The next day we hiked a remote mountain stream called Stevenson Brook. It is a small tributary of the Waterbury Reservoir. The stream is tucked away in the woods, and has many broken pockets and plunge pools. There were small brookies behind almost every pocket. The real surprise was the decent size rainbow that fought through several pools. We finished the day off with trips to the Fiddlehead and Alchemist breweries on our way back to the Adirondacks. Another great trip to Vermont.
My dad recently bought some property and built a cabin in the western Adirondacks. I finally got up here to enjoy some quality time with the family. My dad’s property back’s up to a remote stream, so yesterday I decided to give it a go and see if there were any wild trout. We hiked through the property to get to the water. This creek is nice and remote, and the only other way to access this section besides my dad’s property is a 3-mile hike in. I rigged up with my favorite way for prospecting small streams: a size 16 mini muddler.
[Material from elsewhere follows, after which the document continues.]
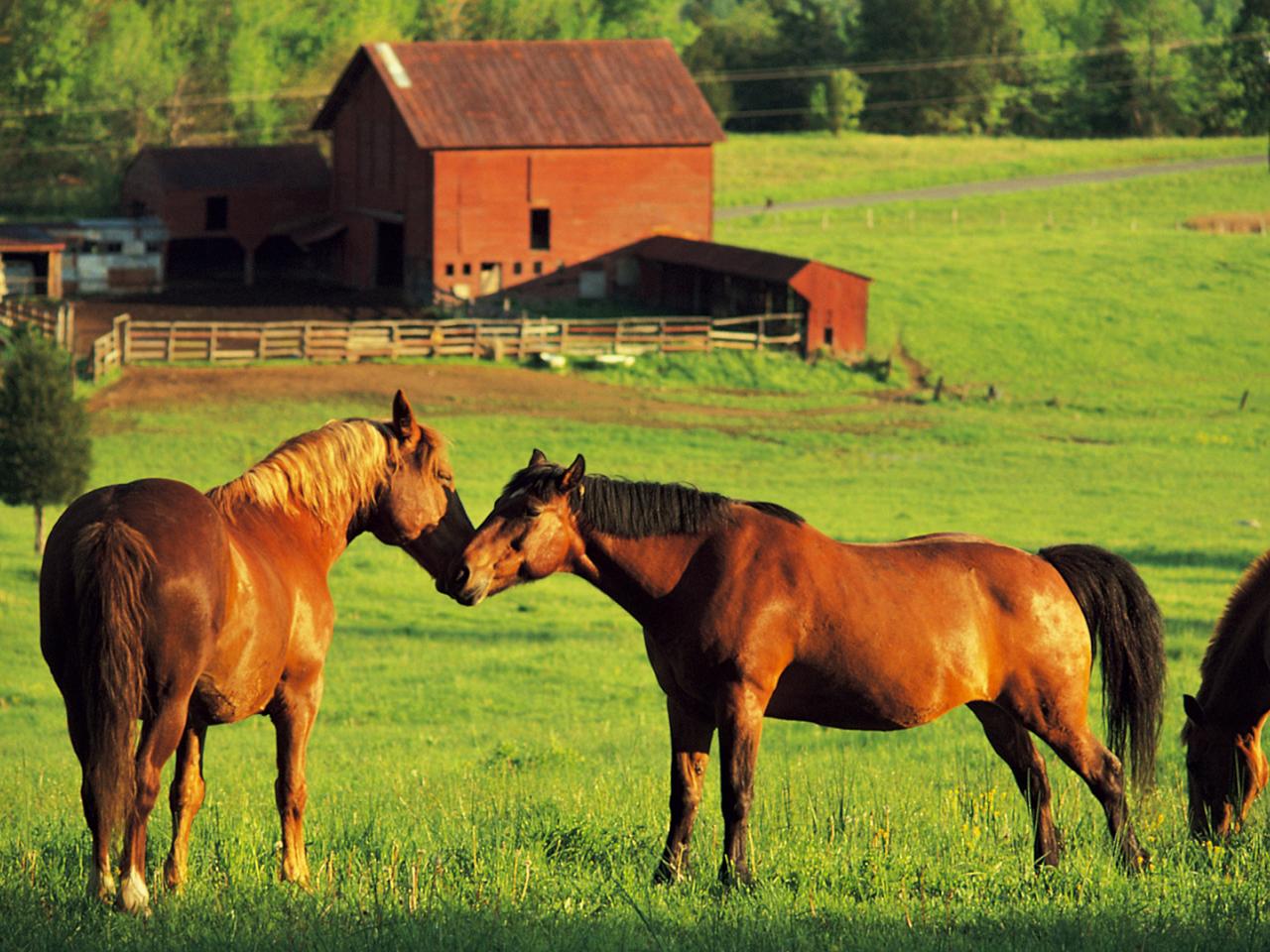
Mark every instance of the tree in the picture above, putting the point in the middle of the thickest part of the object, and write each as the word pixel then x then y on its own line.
pixel 45 448
pixel 838 100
This fly is like a small Turk’s Tarantula. You can fish the mini muddler as a dry fly up stream and then swing it through a run downstream at the end of your drift. It’s a great way to cover a lot of water. On some of the slower pools, I switched to a Hendrickson Comparadun.
I hooked up with a lot of wild brookies, and they were spread out pretty evenly in different kinds of water. The creek had the classic Adirondack tea color with lots of structure, runs, pools, and pockets. Lots of midge activity on the surface with the occasional Hendrickson. It was an amazing time just exploring and catching these small but aggressive trout.
The Schroon River is a special place to me because it is where I caught my first trout on a fly. The Schroon is a decent size river that flows in the southern Adirondacks of New York, and it eventually meets up with the Hudson River. The river contains trout and landlocked salmon as well as smallmouth and northern pike in the lower reaches. The only downside to this fishery is that there are no regulations on the trout fishing. The state and county supply a heavy amount of stocking every year; however, most do not make it to the next year due to either overharvesting or extreme summer temperatures. The famed Battenkill and Ausable rivers are both within an hour drive, so the potential for a great trout fishery is there. However, the Schroon remains primarily a put and take trout fishery. The trout fishing is still worth a trip from April through June, and I also plan to explore the river for the large pike that are rumored to thrive in the lower reaches.
I haven’t fished the Schroon in about a year, so I tried several popular spots to get my bearings back. The water is still high from run-off and this is not a wader friendly river. Fishing streamers upstream was the call of the day given the conditions. There were lots of small stocked trout in the river. I picked up a mix of around 15 bows and brookies, with a lot of half committed follows. All fish were cookie cutters of the pictures listed, in the 8-9” range. A size 6 slumpbuster was all that was needed. It was nice to just get back to where my fly-fishing obsession all started. I did see a small hatch of Hendrickson’s coming off, but no noses breaking the surface. It is still a little early up here for the trout to focus on the surface insects.